Many investment advisors (human or automated) convince clients that building an “optimized” portfolio with ideal risk/return characteristics is possible (with professional help, of course). Drawing on historical data and their own feelings and beliefs about markets, advisors create fanciful asset allocation models. For these models to be accurate, the advisor must make a statistically impossible guess about the returns, volatility and correlation of all assets in the portfolio. In a portfolio with 6 asset classes, that is roughly 50 mathematical factors that must be perfectly accurate for the “optimized” portfolio to be correct.
Fundamental value equity managers often rely on discounted cash flow models to arrive at an intrinsic value for a stock. These models force the analyst to correctly project earnings growth, margins, dividends and a discount rate to be “right” about the future price of the stock. Not to mention correctly guessing the sentiment of investors about the stock or the market in general. I remember sitting in an equity analysis class is grad school and scratching my head at how I was supposed to arrive at all of the assumptions required for a discounted cash flow model, and I was not alone.

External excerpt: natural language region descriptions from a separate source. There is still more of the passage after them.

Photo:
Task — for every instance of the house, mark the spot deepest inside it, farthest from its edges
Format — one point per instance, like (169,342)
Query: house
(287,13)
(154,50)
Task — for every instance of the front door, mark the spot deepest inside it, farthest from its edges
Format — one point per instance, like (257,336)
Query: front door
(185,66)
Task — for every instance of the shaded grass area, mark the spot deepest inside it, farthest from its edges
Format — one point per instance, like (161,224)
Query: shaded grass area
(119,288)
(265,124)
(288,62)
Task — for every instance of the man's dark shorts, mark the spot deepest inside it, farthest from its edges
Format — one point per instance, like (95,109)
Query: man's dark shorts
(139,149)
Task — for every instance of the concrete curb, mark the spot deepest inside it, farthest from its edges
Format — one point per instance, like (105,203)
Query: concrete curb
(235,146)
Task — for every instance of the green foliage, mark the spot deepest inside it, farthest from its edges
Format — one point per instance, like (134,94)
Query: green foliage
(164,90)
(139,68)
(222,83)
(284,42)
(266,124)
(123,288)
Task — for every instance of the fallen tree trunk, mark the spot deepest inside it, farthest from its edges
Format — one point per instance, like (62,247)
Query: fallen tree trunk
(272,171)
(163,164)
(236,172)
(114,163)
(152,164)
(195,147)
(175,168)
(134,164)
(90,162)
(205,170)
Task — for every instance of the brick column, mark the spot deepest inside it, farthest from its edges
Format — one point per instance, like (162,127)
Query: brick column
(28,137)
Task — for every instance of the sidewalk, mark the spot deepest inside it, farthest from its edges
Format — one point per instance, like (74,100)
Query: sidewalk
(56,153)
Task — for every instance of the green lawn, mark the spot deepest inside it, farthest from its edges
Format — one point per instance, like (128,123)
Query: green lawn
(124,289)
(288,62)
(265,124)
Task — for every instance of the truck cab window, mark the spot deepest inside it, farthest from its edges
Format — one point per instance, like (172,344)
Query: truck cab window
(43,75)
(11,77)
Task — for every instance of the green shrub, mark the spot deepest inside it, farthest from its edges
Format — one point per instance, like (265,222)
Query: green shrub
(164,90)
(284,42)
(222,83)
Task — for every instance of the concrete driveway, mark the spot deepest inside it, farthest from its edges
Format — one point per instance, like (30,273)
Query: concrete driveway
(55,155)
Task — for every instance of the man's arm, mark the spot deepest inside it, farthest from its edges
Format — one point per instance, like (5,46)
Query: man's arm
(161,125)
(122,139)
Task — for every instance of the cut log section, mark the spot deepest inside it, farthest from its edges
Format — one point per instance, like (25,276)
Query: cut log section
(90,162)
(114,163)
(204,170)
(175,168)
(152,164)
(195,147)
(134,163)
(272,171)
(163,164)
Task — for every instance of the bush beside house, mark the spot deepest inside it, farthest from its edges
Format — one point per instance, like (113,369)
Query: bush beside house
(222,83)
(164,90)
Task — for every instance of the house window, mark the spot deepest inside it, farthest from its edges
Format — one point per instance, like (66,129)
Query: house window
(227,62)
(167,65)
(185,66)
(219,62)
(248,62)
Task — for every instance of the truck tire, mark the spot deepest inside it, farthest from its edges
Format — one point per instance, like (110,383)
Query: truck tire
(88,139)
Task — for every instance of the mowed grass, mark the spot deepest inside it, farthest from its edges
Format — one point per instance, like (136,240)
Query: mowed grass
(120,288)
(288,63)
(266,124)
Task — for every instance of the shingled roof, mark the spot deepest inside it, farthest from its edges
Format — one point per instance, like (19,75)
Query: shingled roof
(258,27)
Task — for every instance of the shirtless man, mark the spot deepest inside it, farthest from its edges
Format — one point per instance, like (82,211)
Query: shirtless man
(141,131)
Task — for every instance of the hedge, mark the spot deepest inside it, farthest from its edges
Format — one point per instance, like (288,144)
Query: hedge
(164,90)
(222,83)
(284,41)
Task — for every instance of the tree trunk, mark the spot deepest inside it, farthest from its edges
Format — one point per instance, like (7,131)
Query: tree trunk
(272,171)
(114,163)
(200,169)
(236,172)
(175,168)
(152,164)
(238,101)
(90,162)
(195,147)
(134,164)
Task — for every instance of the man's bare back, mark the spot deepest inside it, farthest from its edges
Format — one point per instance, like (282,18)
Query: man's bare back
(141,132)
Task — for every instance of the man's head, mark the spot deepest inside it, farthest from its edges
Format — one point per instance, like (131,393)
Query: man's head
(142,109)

Yeats’ lines perfectly capture this sad truth – those who understand the nature of a complex system are worlds apart from those who confidently proclaim their false precision. The great paradox is that the more we understand, the more we see how little we truly know. We become less confident about future outcomes and as a result our predictions are quieter and hedged with uncertainty. And we are better for it! We take more reasoned risk with our portfolios and by acknowledging our weakness in predicting the future we can instead focus on things that are under our influence. We can pay more attention to costs, taxes, fees and our own behavior and less attention to what the price of gold is going to to next, and we will be wealthier for it.